Have you ever seen a very large trailer or 5th wheel and then passed it and been surprised to see THAT truck size towing THAT trailer? We have often been surprised and quite frankly, concerned. When the wrong size truck is towing a trailer / 5th wheel, it is a recipe for disaster in the making. And it happens often. So the question is, “How much trailer can you tow?” One first step is to be aware of the Maximum Loaded Trailer Weight Rating (MLTWR), or put in simpler terms, what is the tow rating for a tow vehicle. Next you want to know the year, make, model, cab and bed configuration, engine size, transmission and if the tow vehicle is 2WD or 4WD. Additionally and perhaps most importantly you need to know the rear axle ratio of the tow vehicle. After you collect all of this information you can do a search on the Internet for towing guides. These guides are designed to provide correct tow ratings and information. Try to use a towing guide published by the vehicle manufacturer for the type of vehicle you are searching for. Our friends from RV 101 have the following two tips to offer:
1) Try to find a trailer with a Gross Vehicle Weight Rating (GVWR) that is equal to or less than the tow vehicle’s MLTWR (tow rating). The trailer’s GVWR is the maximum weight the trailer can weigh when it is fully loaded for travel. By doing so, the tow vehicle is capable of towing the trailer even if the trailer is loaded to its maximum capacity. Most trailers have a significant difference between the dry or unloaded weight and the GVWR, and in most cases are not loaded to the GVWR. This gives you a safer margin between the vehicle tow rating and the trailer’s Gross Vehicle Weight (GVW) or how much the trailer actually weighs.
2) After you find a trailer that meets the criteria in #1 add the weight of the fully loaded tow vehicle and the fully loaded trailer together and make sure it is less than the tow vehicle’s Gross Combined Weight Rating (GCWR). The GCWR is the maximum amount of weight the tow vehicle and the trailer can weigh when they are combined.

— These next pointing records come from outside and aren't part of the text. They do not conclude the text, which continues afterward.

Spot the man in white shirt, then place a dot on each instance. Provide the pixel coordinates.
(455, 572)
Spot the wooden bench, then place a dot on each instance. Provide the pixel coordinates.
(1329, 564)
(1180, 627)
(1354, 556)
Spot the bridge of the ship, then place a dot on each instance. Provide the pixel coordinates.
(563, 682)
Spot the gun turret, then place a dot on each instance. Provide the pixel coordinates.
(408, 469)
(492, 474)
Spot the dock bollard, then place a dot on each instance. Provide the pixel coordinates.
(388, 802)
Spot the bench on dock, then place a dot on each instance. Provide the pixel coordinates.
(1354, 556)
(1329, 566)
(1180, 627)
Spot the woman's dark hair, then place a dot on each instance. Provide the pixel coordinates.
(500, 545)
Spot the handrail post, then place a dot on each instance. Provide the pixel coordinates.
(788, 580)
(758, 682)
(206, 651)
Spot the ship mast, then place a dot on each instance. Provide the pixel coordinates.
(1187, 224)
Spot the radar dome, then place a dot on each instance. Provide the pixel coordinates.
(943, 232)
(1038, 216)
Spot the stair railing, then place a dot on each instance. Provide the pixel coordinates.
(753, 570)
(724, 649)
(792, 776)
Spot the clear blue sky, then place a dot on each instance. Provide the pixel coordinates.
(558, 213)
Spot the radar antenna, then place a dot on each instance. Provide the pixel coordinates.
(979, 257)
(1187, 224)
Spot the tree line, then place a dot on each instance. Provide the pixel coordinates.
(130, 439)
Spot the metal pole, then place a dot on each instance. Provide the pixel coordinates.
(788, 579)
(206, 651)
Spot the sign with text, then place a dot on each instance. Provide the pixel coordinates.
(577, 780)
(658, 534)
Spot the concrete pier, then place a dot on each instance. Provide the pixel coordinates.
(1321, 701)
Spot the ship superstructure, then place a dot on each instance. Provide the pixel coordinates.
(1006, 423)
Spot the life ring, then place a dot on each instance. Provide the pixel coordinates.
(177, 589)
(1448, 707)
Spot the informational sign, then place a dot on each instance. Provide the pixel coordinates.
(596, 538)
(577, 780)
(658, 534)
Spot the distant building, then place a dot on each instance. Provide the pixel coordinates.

You can take the tow vehicle to a set of scales and have it weighed, and you can look at the trailer’s dry or unloaded weight and then add a safe amount to cover the weight of any cargo and personal belongings you plan to take in the tow vehicle and in the trailer when you go camping.
This is not all that you need to know…considerations must be made such items as proper hitch components, brakes, and trailer tongue weight or pin weight for a 5th wheel trailer, but if the tow vehicle and trailer pass these two requirements you are starting out right and making your towing experience a safe one.